I am young, my experience is slight, and my knowledge of the history of my alma-matter’s rivalry with FSU is shamefully lacking. But this I know: we have won more often than we have lost. I say this not because we should rest easy on our laurels, but merely that it is easy to do so.

The gauntlet has been thrown down. A line has been drawn in the sand. It’s time to play the game.

In the begining

In the begining I was alone. I was alone for a long time. People were always around but I couldn’t get close. I walked through life like a shadow, with only my brooding thoughts to keep me company.

And then I grew up.

I met Cheryl and finally made a conection. I went to work and made more conections. I came home and made more.

Now my life seems rich. My prayers have been answered.

Independence Day

July 4, 1997 makes it eight years since my own independence day. It was July 4th, 1989 and I was just starting my first semester at UF. I remember sitting alone atop the Broward Hall parking garage. I remember thinking that I should be happy, that I was free on this Independence Day. In reality, I was free to be alone that night. I was free to worry about my future. I was free to have life’s unknowns weigh down on me like the weight of the universe. It was such a beautiful night, looking out across the campus from high above, the sun spectacularly lighting the evening sky. All around was such beauty, yet such turmoil resided within me.

I look back, now eight years later, and I don’t have that freedom anymore. Then I was moving away from a family. Now I’m on the brink of starting my own.

Sometimes freedom is over-rated.

A letter to myself

If talking to yourself is a sign of mental illness, what about writing to yourself? Either way, I’m looking forward to the next month. It’s more than Cheryl can say. The only thing Cheryl likes about this month is it’s the last of her pregnancy – and my heart goes out to her. She has handled all of the discomfort with grace, something I couldn’t equal if I were here (thankfully, barring a miracle I will never to).

Sometime this month I am going to meet my first child – something I have waited almost 9 months to do. Don’t get me wrong, I’ve always thought I’d have children eventually, but I didn’t really think about it seriously until we found out Cheryl was pregnant. In some ways it still hasn’t sunk in – and it probably won’t until the day comes – the one day this month that I am not looking forward to. Oh, I’m looking forward to seeing my child for the first time, but I’m a little worried about what it will take out of Cheryl getting to that point.

I’m sure it will all be something to remember. Who knows, maybe I’ll be able to look back and say it wasn’t as bad as I thought.

I make a lousy optimist.

But what?

I’m tired, but I don’t want to go to bed.
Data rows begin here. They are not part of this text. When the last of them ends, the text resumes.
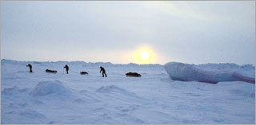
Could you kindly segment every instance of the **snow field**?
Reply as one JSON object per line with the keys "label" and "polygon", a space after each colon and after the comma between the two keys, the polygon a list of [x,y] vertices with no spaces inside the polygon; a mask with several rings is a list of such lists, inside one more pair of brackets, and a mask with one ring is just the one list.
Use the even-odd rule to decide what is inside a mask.
{"label": "snow field", "polygon": [[[28,63],[34,72],[25,72]],[[68,75],[62,74],[66,64]],[[2,123],[255,123],[255,87],[247,82],[175,81],[162,65],[1,64]],[[99,66],[108,77],[101,77]],[[142,77],[126,77],[128,72]]]}

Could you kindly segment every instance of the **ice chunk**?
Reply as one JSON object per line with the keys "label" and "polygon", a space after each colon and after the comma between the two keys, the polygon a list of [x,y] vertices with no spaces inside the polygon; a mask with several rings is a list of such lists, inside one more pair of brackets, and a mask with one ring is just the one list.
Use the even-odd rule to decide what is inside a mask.
{"label": "ice chunk", "polygon": [[[234,64],[189,64],[170,62],[164,65],[172,80],[217,84],[221,81],[245,81],[255,84],[254,68]],[[253,68],[253,69],[252,69]]]}

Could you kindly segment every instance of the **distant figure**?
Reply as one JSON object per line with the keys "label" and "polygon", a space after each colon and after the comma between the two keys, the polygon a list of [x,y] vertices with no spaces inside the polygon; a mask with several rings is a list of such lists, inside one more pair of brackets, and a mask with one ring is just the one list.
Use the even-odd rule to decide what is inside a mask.
{"label": "distant figure", "polygon": [[66,64],[64,67],[66,70],[66,74],[69,74],[69,66],[67,66]]}
{"label": "distant figure", "polygon": [[46,69],[46,72],[50,72],[50,73],[57,73],[57,71],[56,71],[56,70]]}
{"label": "distant figure", "polygon": [[105,76],[106,77],[106,71],[105,71],[104,68],[102,68],[102,67],[100,67],[100,68],[101,68],[101,71],[99,72],[102,72],[102,77],[104,77],[104,74],[105,74]]}
{"label": "distant figure", "polygon": [[32,65],[30,64],[28,64],[26,65],[26,67],[30,67],[30,72],[32,72]]}
{"label": "distant figure", "polygon": [[81,75],[86,75],[86,74],[88,74],[88,72],[81,72],[80,74],[81,74]]}

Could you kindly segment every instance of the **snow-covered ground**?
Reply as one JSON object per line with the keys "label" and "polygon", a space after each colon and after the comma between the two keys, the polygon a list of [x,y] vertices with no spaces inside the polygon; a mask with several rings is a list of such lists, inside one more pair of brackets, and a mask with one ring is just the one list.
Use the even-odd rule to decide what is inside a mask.
{"label": "snow-covered ground", "polygon": [[[26,72],[28,63],[34,72]],[[255,123],[255,84],[247,82],[175,81],[159,64],[2,60],[1,66],[2,123]]]}

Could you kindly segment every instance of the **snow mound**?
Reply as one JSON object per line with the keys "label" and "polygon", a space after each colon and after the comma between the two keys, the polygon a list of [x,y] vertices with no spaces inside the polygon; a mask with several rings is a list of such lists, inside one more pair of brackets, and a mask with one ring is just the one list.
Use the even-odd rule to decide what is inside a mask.
{"label": "snow mound", "polygon": [[164,65],[172,80],[217,84],[221,81],[244,81],[255,84],[254,67],[234,64],[189,64],[170,62]]}
{"label": "snow mound", "polygon": [[44,96],[50,94],[69,96],[71,94],[71,91],[64,87],[62,83],[58,80],[42,81],[33,88],[31,94],[37,96]]}
{"label": "snow mound", "polygon": [[115,85],[102,86],[96,90],[98,92],[110,93],[110,92],[118,92],[118,93],[128,93],[125,89],[122,89]]}
{"label": "snow mound", "polygon": [[2,91],[2,95],[20,95],[22,92],[26,92],[28,91],[28,88],[24,89],[19,89],[17,86],[14,86],[11,88],[4,88],[3,91]]}

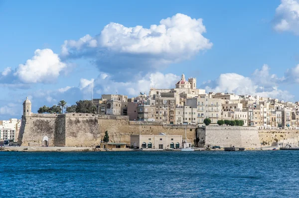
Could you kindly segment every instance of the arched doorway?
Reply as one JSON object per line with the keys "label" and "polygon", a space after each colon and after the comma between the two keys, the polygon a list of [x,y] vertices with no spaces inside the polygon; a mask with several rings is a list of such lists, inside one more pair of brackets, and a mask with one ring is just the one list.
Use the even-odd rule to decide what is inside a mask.
{"label": "arched doorway", "polygon": [[173,142],[171,142],[170,143],[170,148],[174,148],[174,143],[173,143]]}
{"label": "arched doorway", "polygon": [[147,148],[147,143],[144,142],[142,143],[142,148]]}
{"label": "arched doorway", "polygon": [[43,146],[48,146],[49,145],[49,138],[47,136],[44,136],[42,138],[42,144]]}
I want to do something, but I’m too tired to do anything.

I want to be creative, but wanting is not enough.

I like my job, but it makes me feel unapretiated.

I like to play tennis, but it is too hard on my knees.
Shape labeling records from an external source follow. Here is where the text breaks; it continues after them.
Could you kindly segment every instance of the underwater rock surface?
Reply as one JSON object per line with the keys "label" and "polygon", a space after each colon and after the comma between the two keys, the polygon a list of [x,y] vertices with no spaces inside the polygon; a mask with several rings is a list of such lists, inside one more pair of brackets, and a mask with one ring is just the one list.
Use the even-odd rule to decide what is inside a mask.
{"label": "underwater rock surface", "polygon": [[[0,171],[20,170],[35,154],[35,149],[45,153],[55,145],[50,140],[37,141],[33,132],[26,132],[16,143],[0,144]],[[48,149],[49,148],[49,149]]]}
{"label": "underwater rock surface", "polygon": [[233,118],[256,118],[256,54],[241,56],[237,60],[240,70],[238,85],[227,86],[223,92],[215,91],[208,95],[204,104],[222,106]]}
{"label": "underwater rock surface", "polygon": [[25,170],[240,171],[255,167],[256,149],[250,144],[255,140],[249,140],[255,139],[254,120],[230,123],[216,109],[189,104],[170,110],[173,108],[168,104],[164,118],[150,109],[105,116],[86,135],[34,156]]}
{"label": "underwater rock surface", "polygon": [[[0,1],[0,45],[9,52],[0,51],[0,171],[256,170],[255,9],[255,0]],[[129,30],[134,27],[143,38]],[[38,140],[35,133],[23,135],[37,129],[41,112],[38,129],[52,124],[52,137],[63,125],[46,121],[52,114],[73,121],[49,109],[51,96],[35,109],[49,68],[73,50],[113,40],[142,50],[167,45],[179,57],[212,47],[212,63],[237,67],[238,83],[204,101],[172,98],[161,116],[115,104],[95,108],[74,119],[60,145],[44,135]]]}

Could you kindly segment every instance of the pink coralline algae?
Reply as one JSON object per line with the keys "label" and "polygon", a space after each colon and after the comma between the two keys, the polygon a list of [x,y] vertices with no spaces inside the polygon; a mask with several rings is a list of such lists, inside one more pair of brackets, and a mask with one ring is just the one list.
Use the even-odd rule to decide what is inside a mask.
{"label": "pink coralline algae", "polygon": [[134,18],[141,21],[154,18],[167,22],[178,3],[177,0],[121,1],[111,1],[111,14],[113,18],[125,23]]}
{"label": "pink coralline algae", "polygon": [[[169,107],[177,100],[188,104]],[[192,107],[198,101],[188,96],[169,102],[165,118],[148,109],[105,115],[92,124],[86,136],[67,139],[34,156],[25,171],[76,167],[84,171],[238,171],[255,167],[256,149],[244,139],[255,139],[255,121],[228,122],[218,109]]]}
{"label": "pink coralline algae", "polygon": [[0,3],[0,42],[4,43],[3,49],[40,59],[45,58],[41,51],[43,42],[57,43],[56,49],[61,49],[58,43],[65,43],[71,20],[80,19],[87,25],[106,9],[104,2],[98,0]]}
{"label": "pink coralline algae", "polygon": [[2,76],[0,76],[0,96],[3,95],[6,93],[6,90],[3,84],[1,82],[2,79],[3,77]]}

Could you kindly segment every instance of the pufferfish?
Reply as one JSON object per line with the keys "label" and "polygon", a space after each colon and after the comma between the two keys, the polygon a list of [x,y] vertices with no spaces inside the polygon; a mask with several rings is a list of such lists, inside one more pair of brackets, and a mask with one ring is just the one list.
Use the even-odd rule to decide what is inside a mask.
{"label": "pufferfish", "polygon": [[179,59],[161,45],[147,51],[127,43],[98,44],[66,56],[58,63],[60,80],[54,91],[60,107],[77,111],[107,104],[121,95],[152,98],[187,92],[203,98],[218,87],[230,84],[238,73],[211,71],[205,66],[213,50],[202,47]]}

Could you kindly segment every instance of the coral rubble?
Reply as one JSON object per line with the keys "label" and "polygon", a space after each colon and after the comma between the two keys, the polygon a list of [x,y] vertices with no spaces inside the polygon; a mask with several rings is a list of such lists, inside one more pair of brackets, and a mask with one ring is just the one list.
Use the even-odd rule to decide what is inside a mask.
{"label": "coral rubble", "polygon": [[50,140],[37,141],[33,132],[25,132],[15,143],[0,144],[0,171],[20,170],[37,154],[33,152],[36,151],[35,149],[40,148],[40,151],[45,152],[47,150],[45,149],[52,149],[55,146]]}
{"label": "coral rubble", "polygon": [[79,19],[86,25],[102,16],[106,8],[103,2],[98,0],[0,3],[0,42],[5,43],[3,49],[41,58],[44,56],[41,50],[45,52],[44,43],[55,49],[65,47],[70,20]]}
I want to go on a bike tour of north g-ville, but I fear that no one wants to go with me.

I like cold weather, but I live in Florida.

I like Florida, but it rarely has cold weather.
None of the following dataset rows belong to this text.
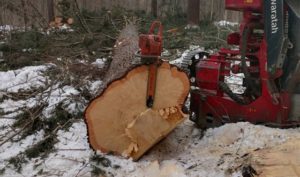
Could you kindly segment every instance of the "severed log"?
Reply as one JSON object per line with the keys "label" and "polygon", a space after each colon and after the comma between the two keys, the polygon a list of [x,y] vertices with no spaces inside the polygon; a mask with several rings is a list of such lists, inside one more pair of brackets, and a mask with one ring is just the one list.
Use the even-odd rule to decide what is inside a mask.
{"label": "severed log", "polygon": [[137,66],[108,85],[85,111],[93,149],[139,159],[186,115],[181,111],[189,79],[176,66],[158,67],[155,101],[146,106],[147,65]]}

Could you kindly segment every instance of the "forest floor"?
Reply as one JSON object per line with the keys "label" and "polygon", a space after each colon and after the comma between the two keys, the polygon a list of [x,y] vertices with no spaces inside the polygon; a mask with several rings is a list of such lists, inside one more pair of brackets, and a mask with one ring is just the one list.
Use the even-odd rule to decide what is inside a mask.
{"label": "forest floor", "polygon": [[[289,175],[299,176],[299,128],[242,122],[202,131],[186,120],[137,162],[94,152],[83,112],[111,61],[119,28],[112,22],[116,18],[104,18],[92,35],[67,26],[43,32],[0,27],[0,176],[267,176],[262,164],[271,168],[264,159],[273,151],[280,163],[294,154],[287,158]],[[149,27],[139,23],[140,32]],[[224,36],[234,28],[224,21],[201,29],[169,25],[165,53],[180,63],[190,45],[226,45]],[[266,158],[258,159],[261,153]]]}

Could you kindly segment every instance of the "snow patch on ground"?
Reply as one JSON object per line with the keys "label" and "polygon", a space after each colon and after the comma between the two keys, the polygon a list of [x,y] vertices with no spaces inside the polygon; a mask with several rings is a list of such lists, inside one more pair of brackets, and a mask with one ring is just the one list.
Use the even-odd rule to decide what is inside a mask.
{"label": "snow patch on ground", "polygon": [[106,62],[107,62],[106,58],[97,58],[96,61],[92,63],[92,65],[102,69],[104,68]]}
{"label": "snow patch on ground", "polygon": [[0,92],[14,92],[30,90],[44,86],[46,78],[42,73],[49,69],[50,65],[28,66],[18,70],[0,72]]}

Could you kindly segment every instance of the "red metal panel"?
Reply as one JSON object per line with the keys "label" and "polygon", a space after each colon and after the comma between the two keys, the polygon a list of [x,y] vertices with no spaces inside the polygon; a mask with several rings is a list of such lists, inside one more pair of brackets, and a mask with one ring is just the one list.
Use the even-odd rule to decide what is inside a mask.
{"label": "red metal panel", "polygon": [[200,88],[217,90],[220,78],[221,63],[202,60],[197,65],[196,81]]}
{"label": "red metal panel", "polygon": [[262,11],[263,0],[226,0],[226,9],[230,10],[246,10],[246,11]]}

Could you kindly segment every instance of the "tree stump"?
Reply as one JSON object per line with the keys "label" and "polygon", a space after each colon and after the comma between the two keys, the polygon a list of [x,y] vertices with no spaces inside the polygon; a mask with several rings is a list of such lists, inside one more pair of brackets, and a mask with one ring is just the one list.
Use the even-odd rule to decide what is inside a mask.
{"label": "tree stump", "polygon": [[158,67],[152,108],[146,106],[148,67],[137,66],[109,84],[85,112],[93,149],[139,159],[187,116],[181,111],[189,79],[177,67]]}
I like to use my computer, but I hate to type.

I want to take more pictures, but developing them is too expensive.

I want to be in better shape, but I hate to work out.

I need to see a dentist, but I keep putting off making the appointment.

I want to make music, but I’m terrible at it.

I would like to drive fast, but I fear the consequences.

I want to express myself, but I fear what others will think.

I felt that Al was a pain in the ass, but I miss him dearly.

I want to continue, but I have to go to bed.